Consciously relax your death grip on the bars and release the tension from your arms and shoulders. A stiff body will move with the bicycle as it reacts to bumps, and correcting all that unwanted movement – you weigh far more than the bike, and have considerable inertia – is tiring. It can also make things feel sketchy. Keep plenty of weight on the pedals and allow the bike to float and shimmy beneath you if it needs to, soaking up bigger ridges by using your legs as suspension. Keep your pedals level on the straights to help with that.

Keep pedalling

Most long descents come after a hard climb, so suddenly relaxing your legs and then stopping pedalling – especially in a racing tuck – will make them stiffen up. To avoid this, make sure you do some pedalling on the way down, even if it isn’t to make you go significantly faster. That way when you get to the next rise in the road your legs won’t let you down.

Keep your distance

Remember that neither you nor the rider in front has brake lights, so you might get no warning if they have to suddenly brake or swerve. For this reason, make sure you look well ahead down the road – not just at the wheel of the bike in front – and always leave enough room for your reaction time. How far is enough? ‘Only a fool breaks the two-second rule.’ Why not apply the Highway Code technique to the gap? If they really are too slow, wait for clear place and pass them quickly, leaving as much space as possible.

Read the road

Correctly anticipating dangers – corners that tighten, changes in surface, wet patches, manholes, riders behind or in front of you and cars in side roads – comes from constant observation.

Signs warn of junctions, pedestrians and other moving hazards, treelines and phone poles hint at the road around blind corners, overhanging trees warn of damp patches, worn white lines mean cars regularly cut the corner, rough Tarmac means heavy-braking traffic and perhaps a surprisingly tight corner, tight corners can mean manholes (it’s where the pipes underneath tend to clog) and crossroads mean drivers can’t look all four ways at once. And might not even look in two.

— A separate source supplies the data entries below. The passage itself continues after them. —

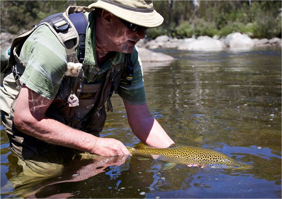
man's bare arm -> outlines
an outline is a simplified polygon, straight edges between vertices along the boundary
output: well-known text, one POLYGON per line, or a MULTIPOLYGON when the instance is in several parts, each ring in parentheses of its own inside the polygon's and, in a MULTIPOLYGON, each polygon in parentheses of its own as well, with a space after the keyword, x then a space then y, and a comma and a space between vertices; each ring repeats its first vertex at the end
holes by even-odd
POLYGON ((142 142, 158 148, 165 148, 174 143, 151 115, 146 103, 133 105, 124 103, 129 125, 142 142))
POLYGON ((118 140, 97 137, 46 117, 45 113, 52 102, 24 85, 15 110, 14 122, 16 127, 46 142, 102 156, 130 154, 118 140))

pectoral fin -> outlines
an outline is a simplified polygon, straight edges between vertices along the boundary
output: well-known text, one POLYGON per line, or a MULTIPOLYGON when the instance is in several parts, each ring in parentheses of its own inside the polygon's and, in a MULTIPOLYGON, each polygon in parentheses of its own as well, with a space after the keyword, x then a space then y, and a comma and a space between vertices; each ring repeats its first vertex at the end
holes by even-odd
POLYGON ((162 164, 163 165, 161 166, 162 169, 164 170, 171 169, 175 167, 175 166, 176 165, 176 164, 171 162, 164 162, 162 164))
POLYGON ((149 158, 144 157, 136 157, 136 158, 138 160, 152 160, 152 158, 149 158))

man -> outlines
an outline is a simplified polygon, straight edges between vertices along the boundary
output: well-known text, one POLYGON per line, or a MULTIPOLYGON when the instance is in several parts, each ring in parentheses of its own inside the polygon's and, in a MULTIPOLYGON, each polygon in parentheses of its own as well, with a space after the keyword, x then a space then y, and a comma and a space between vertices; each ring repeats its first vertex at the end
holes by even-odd
MULTIPOLYGON (((131 85, 128 85, 125 77, 120 77, 118 81, 120 83, 115 90, 123 100, 133 132, 142 142, 155 147, 167 147, 174 143, 148 110, 142 64, 135 46, 144 37, 145 29, 159 26, 163 18, 154 10, 152 2, 98 1, 88 8, 92 11, 86 13, 89 23, 83 72, 79 75, 83 73, 79 77, 83 78, 77 82, 79 81, 82 89, 79 90, 81 94, 85 91, 88 94, 94 93, 95 103, 92 101, 92 104, 87 104, 89 102, 85 102, 81 94, 76 109, 67 106, 60 109, 62 107, 57 105, 60 92, 70 89, 71 94, 68 96, 69 102, 73 96, 76 97, 75 94, 73 95, 73 92, 76 91, 71 82, 74 78, 67 79, 65 75, 68 65, 65 49, 46 26, 36 29, 21 48, 19 57, 24 62, 25 69, 23 72, 23 67, 18 64, 16 67, 21 75, 22 87, 20 90, 13 84, 12 72, 5 74, 1 87, 2 120, 11 148, 22 160, 33 160, 34 155, 37 157, 39 155, 45 158, 50 152, 62 152, 61 149, 57 149, 61 148, 60 146, 101 156, 130 155, 120 142, 99 137, 94 132, 96 126, 102 128, 105 120, 105 115, 104 118, 101 118, 105 115, 102 111, 106 99, 102 99, 105 98, 103 95, 108 93, 108 89, 104 88, 109 78, 107 73, 116 65, 125 65, 124 53, 129 53, 133 62, 133 78, 131 85), (17 99, 14 100, 19 92, 17 99), (97 104, 99 103, 102 106, 98 108, 97 104), (11 106, 12 114, 10 112, 11 106), (93 109, 89 107, 96 107, 94 115, 91 115, 93 109), (68 116, 64 113, 65 108, 73 112, 71 119, 66 119, 68 116), (11 116, 13 115, 13 118, 11 116), (89 115, 91 119, 86 119, 89 115), (96 124, 93 121, 98 122, 96 124), (90 122, 92 123, 90 126, 92 131, 80 130, 83 130, 80 127, 84 125, 89 127, 90 122)), ((77 79, 75 79, 75 82, 77 79)), ((101 128, 97 129, 102 130, 101 128)), ((50 160, 50 157, 46 158, 50 160)))

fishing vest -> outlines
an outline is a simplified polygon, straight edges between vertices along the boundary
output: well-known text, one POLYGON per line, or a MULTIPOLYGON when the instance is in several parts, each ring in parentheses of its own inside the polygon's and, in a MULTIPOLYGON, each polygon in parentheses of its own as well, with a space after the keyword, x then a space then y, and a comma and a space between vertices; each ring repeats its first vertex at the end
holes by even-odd
MULTIPOLYGON (((48 26, 65 47, 68 62, 68 68, 69 66, 71 68, 69 68, 70 71, 69 75, 65 73, 66 75, 58 92, 47 110, 46 116, 71 127, 97 135, 102 131, 105 124, 107 117, 105 102, 107 102, 107 111, 112 111, 111 97, 114 92, 117 93, 118 87, 123 74, 127 72, 129 74, 128 76, 131 75, 131 77, 127 77, 128 81, 132 79, 133 69, 129 55, 127 54, 126 57, 123 53, 123 61, 113 65, 106 72, 104 83, 83 83, 82 64, 79 63, 77 58, 78 51, 76 51, 76 48, 79 47, 79 36, 68 17, 71 13, 92 10, 87 7, 70 6, 65 12, 51 15, 46 18, 48 20, 43 20, 34 26, 32 30, 20 34, 13 41, 8 66, 3 72, 12 70, 15 83, 20 84, 20 76, 17 74, 16 65, 18 64, 24 68, 25 67, 24 62, 19 57, 23 45, 37 28, 41 26, 48 26), (78 67, 71 68, 72 66, 76 65, 78 67)), ((13 121, 18 95, 11 105, 10 117, 13 121)))

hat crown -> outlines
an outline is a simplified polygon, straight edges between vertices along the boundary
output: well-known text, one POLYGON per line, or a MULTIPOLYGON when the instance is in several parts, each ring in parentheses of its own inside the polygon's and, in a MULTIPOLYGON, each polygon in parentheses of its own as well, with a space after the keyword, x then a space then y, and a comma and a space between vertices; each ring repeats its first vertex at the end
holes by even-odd
POLYGON ((152 1, 104 1, 105 2, 110 3, 114 2, 116 3, 123 5, 133 8, 151 9, 153 8, 152 1))
POLYGON ((146 27, 161 25, 164 18, 154 10, 152 1, 94 1, 88 8, 104 9, 121 19, 146 27))

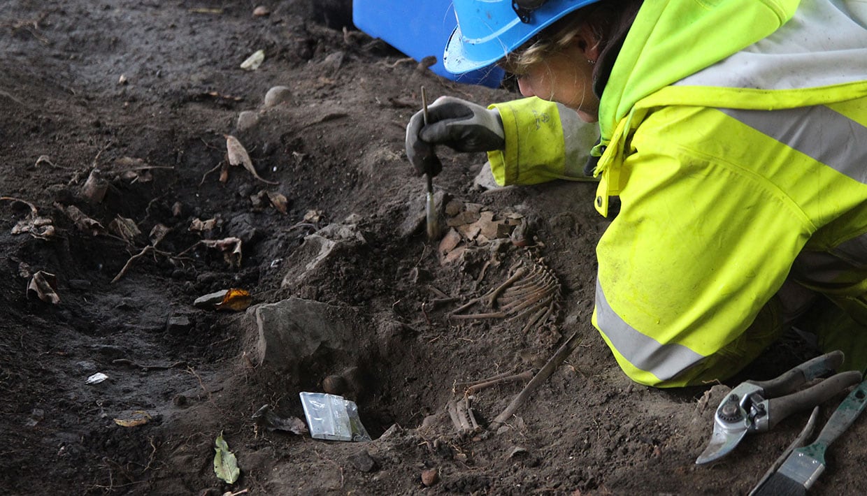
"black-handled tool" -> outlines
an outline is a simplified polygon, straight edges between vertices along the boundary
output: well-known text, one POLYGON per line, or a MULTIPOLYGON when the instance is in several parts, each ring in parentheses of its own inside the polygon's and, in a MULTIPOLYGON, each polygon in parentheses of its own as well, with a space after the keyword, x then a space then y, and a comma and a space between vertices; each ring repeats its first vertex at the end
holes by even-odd
POLYGON ((746 433, 770 430, 792 413, 812 408, 860 382, 860 372, 843 372, 793 392, 809 381, 832 373, 843 364, 843 359, 842 351, 831 351, 770 381, 745 381, 739 384, 717 407, 714 434, 695 463, 719 460, 734 449, 746 433))

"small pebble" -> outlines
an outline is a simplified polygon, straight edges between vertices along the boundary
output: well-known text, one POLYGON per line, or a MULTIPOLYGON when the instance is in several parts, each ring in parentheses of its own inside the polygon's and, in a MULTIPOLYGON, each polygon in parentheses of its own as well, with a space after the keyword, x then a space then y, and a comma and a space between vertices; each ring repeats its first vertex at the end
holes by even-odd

Focus well ahead and leave your peripheral vision to do what it’s fastest at: picking up movement in black and white and quickly processing it to the brain. Covering your brakes at all times, even with a forefinger of each hand, will help you react quickly.

Tuck in for speed

The lower you crouch, and the more you tuck in your elbows, the lower your frontal area and wind resistance – and the faster gravity will be able to propel you. If you’re flexible enough you’ll be able to keep your head up and look where you’re going too – which is important.

To get extra pace, ride with your hands on the lower handlebar drops and dip your torso down towards the top-tube. Choose an appropriately big gear so you don’t spin out if you suddenly want to put the power down. Keeping the chain on the big ring on the front will keep a decent amount of tension in your chain, and avoid the likelihood of it jumping off onto the bottom bracket if you hit a bump.

Sit up to slow down

Just as going aero will make you descend faster, if you want to wipe some speed off a descent without having to resort to protracted, rim-wearing braking, then sit upright and catch some wind. Switching your hands to the hoods or tops helps add drag too, as does sticking out your elbows and knees.

Using your body as a natural brake also helps add control, as it’s a much more stable position should you lock a wheel, and an easier position in which to support your body weight while braking hard.